For Waymo to be the first says a lot about where the company is in terms of the autonomous driving leaderboard.
Many companies are at or near the forefront of the autonomous driving race, but not all have the same ambitions. For instance, Nvidia (NVDA) is a top player, but more so from a hardware perspective. Whereas a company like Waymo is a leader in the actual commercial application of Mobility-as-a-Service (MaaS).
Others are the mix too, of course. Daimler (DDAIF) and Bosch recently selected Nvidia to power its MaaS ambitions. There's also General Motors (GM) - shares of which are up big this week after blowout earnings - which is becoming a big player in the MaaS space thanks to its Cruise unit.
Incidentally, Cruise has gone from a $1 billion entity when GM purchased it in 2016 to a $14.6 billion entity following investments from SoftBank and Honda Motors (HMC) this year.
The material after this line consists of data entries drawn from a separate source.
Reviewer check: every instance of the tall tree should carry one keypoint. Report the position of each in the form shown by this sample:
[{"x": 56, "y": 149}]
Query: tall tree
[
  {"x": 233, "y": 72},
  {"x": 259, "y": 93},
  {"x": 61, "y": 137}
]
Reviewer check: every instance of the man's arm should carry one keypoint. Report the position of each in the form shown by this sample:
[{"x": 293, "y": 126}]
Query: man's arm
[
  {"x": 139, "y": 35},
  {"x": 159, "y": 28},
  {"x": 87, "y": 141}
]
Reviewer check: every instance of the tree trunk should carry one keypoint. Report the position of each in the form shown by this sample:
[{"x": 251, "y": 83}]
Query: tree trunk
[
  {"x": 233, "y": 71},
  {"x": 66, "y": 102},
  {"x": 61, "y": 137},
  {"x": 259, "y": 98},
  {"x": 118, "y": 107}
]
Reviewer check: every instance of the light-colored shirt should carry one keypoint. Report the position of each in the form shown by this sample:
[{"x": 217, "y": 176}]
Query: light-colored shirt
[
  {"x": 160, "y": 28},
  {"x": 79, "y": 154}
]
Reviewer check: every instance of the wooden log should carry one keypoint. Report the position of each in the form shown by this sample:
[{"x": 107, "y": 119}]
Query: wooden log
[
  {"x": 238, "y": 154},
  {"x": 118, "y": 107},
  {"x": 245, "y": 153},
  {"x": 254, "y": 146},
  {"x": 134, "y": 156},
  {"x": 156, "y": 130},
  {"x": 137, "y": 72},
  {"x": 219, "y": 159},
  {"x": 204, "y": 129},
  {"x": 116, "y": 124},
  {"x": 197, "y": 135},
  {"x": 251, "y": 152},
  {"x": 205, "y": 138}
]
Notably, though, Cruise, a company many consider the No. 2 behind Waymo, hasn't obtained the fully autonomous permit in California.
So what exactly is this permit? It allows Waymo to test day or night on city, rural and highway routes with posted speed limits up to 65 mph. The company can also test during periods of fog and light rain -- not all that uncommon for those of you familiar with the Bay Area.
In a statement, the company said it will test in the neighborhoods of Mountain View, Palo Alto, Los Altos, Los Altos Hills and Sunnyvale. In other words, they're staying close to home for now because "we know this area well," Waymo says.
When Alphabet reported earnings a few months ago, most were focused on the company's larger businesses and metrics. Things like cost per click, YouTube and search. All very understandable given the size that Alphabet has become. But tucked away inside that quarterly conference call was some key information from CFO Ruth Porat.
"I think the main point, we've said this repeatedly is that, we are intently focused on safety first and ensuring a great user experience," she said. Adding that the company has begun to experiment with pricing in its pilot program out in Arizona.
That was news to most investors. Not that this pricing experiment would constitute as revenue more so than Waymo striking a balance between generating sales and providing value, but it's a sign that perhaps Waymo really will commercially launch its autonomous driving platform by year's end -- a target that many believed was no longer likely.
The company has logged 10 million real-world miles and continues to add about 1 million miles a month to that sum. On the simulation side, it's logged over 7 billion test miles, as Waymo continues to refine its service. It still has a long ways to go, but commercializing its Arizona operations and becoming the first permit holder for fully self-driving vehicles in California is a darn good start.